歴史文化専攻における研究の学問的・社会的意義

文学研究科長 南 直人 教授

文学研究科長
南 直人 教授

 文学研究科は、人間の文化に関する深い理解のもとに、歴史分野の分野において高度な研究能力を備えた教育研究者、あるいは豊かな専門的学識と幅広い教養をもって社会に貢献できる人材を養成することをめざしています。
 ますますグローバル化し、複雑化していく今日の人類社会は、学問の世界にも重大な問題を投げかけています。宗教的対立を背景としたテロ事件やいわゆる「イスラム国」の台頭、ヨーロッパを脅かす大量の難民流入といった国際社会を揺るがす諸問題が深刻化する一方、日本国内でも、経済的社会的格差の拡大や少子高齢化に伴うさまざまな弊害が指摘され、山積する課題に政治がまったく対応できていないといった状況が生まれています。
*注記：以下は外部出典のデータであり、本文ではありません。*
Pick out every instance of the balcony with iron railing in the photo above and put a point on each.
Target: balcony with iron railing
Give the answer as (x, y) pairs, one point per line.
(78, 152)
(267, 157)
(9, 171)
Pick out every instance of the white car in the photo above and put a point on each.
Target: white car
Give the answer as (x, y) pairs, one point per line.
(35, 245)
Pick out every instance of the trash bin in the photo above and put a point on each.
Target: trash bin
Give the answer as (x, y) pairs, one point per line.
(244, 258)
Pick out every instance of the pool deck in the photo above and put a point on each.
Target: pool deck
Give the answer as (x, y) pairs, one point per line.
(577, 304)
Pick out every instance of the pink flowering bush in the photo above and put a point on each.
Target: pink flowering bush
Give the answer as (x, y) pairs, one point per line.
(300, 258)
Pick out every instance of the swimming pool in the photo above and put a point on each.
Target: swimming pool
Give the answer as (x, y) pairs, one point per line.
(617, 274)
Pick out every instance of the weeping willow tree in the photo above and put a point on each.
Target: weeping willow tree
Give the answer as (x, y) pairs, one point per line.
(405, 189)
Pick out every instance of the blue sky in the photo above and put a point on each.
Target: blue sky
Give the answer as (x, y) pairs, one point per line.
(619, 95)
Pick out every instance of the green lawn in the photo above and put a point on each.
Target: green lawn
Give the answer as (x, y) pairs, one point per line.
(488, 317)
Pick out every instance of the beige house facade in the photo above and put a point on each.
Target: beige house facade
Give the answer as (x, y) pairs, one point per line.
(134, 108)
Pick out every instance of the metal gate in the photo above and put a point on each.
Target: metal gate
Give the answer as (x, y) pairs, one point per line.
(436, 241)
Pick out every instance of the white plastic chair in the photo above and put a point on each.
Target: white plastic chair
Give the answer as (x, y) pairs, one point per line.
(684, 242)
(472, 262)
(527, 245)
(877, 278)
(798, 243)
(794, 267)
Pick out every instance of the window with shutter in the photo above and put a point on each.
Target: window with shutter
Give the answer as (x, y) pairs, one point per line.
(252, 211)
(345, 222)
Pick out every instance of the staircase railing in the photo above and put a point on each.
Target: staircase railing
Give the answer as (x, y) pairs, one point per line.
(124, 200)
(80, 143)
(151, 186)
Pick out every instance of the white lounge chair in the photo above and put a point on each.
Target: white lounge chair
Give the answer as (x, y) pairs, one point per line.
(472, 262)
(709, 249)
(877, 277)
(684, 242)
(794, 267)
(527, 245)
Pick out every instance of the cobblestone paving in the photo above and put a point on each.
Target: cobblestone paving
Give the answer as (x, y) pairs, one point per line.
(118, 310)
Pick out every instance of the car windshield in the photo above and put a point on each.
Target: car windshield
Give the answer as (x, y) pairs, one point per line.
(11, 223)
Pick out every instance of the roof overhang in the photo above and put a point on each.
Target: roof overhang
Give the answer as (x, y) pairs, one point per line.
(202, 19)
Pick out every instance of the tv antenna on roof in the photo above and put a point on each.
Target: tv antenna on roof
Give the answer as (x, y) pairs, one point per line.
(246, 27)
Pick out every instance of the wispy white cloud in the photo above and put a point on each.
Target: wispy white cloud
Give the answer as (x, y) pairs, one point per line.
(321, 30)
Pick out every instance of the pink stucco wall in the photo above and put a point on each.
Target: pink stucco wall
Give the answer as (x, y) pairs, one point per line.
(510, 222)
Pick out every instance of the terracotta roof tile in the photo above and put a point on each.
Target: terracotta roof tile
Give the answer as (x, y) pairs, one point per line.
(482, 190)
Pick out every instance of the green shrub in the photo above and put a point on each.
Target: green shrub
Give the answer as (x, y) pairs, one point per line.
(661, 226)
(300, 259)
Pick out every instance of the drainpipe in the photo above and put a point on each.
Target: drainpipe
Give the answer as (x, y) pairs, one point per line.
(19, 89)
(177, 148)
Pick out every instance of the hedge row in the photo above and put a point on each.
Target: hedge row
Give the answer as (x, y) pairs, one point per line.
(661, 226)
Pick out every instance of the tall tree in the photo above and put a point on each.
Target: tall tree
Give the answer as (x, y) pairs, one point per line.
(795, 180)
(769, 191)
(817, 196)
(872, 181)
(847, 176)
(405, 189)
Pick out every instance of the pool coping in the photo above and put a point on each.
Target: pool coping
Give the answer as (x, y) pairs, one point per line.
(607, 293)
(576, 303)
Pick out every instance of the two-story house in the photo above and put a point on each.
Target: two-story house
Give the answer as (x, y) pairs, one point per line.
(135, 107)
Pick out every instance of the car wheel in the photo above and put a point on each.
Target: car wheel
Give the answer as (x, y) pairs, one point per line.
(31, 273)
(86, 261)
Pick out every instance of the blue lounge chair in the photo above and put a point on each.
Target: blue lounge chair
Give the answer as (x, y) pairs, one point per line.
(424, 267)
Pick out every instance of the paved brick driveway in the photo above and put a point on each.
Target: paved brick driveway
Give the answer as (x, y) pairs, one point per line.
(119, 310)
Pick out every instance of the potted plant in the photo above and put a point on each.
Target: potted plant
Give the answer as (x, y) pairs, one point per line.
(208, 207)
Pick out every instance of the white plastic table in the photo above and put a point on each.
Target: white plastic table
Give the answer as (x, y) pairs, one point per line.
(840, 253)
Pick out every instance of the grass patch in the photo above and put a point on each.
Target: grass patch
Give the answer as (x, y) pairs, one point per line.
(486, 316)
 本研究科の歴史文化専攻は、人文系の分野の研究機関であり、こうした現代社会の諸問題の解決を直接めざすような政策研究を行う場ではありません。しかし、上記のような人類社会が直面する諸問題は、小手先の特効薬的な解決策があるはずもなく、むしろ今日までの人類全体の歴史や文化に関する知識や教養に基づいた、いわば叡智を持つ人々の、集合的な実践知が必要なのです。そのためには本研究科歴史文化研究で行われる、日本歴史文化分野(日本史・日本文学・書道等)や外国歴史文化分野、そして歴史遺産分野(考古学・美術史・古文書・建築遺産等)といった、人文系学問の基盤となるような研究が、今ほど必要とされる時代はないといえるでしょう。
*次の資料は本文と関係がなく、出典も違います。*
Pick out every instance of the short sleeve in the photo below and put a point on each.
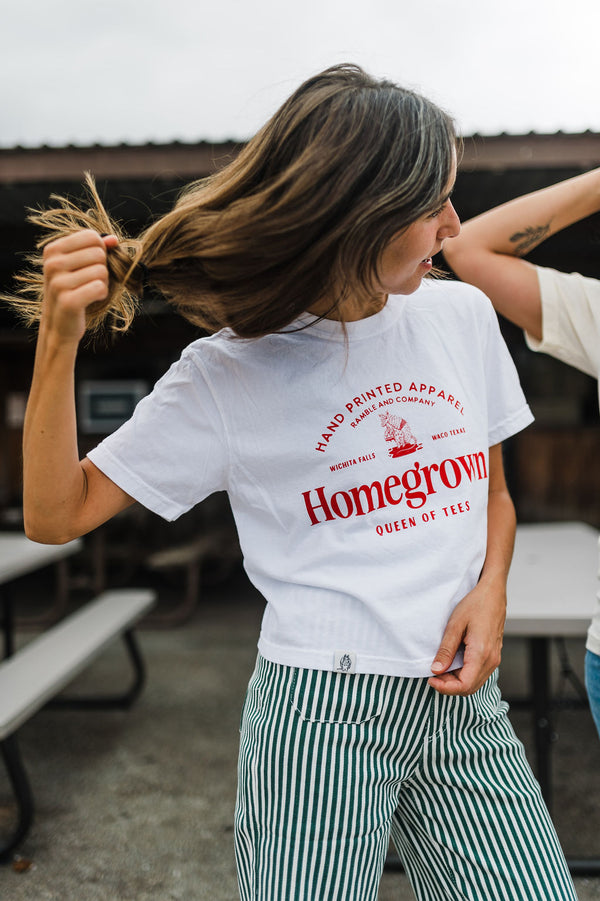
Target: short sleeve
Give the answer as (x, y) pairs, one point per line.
(173, 452)
(570, 319)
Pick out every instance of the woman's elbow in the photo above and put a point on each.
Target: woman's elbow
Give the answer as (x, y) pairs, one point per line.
(46, 530)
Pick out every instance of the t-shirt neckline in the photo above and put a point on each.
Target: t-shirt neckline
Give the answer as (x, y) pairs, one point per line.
(355, 330)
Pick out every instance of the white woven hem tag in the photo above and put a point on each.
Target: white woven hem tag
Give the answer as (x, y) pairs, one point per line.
(344, 662)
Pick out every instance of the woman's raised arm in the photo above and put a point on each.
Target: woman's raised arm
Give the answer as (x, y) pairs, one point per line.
(488, 251)
(64, 497)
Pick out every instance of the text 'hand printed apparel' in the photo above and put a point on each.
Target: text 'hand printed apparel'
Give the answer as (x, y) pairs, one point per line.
(357, 469)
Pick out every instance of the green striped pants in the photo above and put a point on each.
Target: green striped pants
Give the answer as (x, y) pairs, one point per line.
(333, 764)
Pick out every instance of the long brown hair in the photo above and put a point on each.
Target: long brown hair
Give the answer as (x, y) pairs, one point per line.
(302, 214)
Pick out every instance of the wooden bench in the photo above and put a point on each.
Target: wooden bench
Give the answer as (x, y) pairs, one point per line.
(34, 675)
(220, 545)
 たとえば、本学文学研究科は女性歴史文化研究所と協力しつつ、我が国における女性史研究のパイオニア的役割を果たしてきました。少子高齢化問題を解決する糸口の一つは、真の意味での女性の社会的平等の実現にあるわけですが、そのためには女性史やジェンダー史についての深い理解が必要です。本研究科でこうした研究に取り組むことは、まさに現代的意味があるといえるのです。
 研究の出発点はあくまで学問的興味であり、歴史文化分野での知的関心のある方々に、我々とともに研究をすすめていき、将来的に何らかの社会的な貢献を行うことが出来るよう呼びかけたいと思います。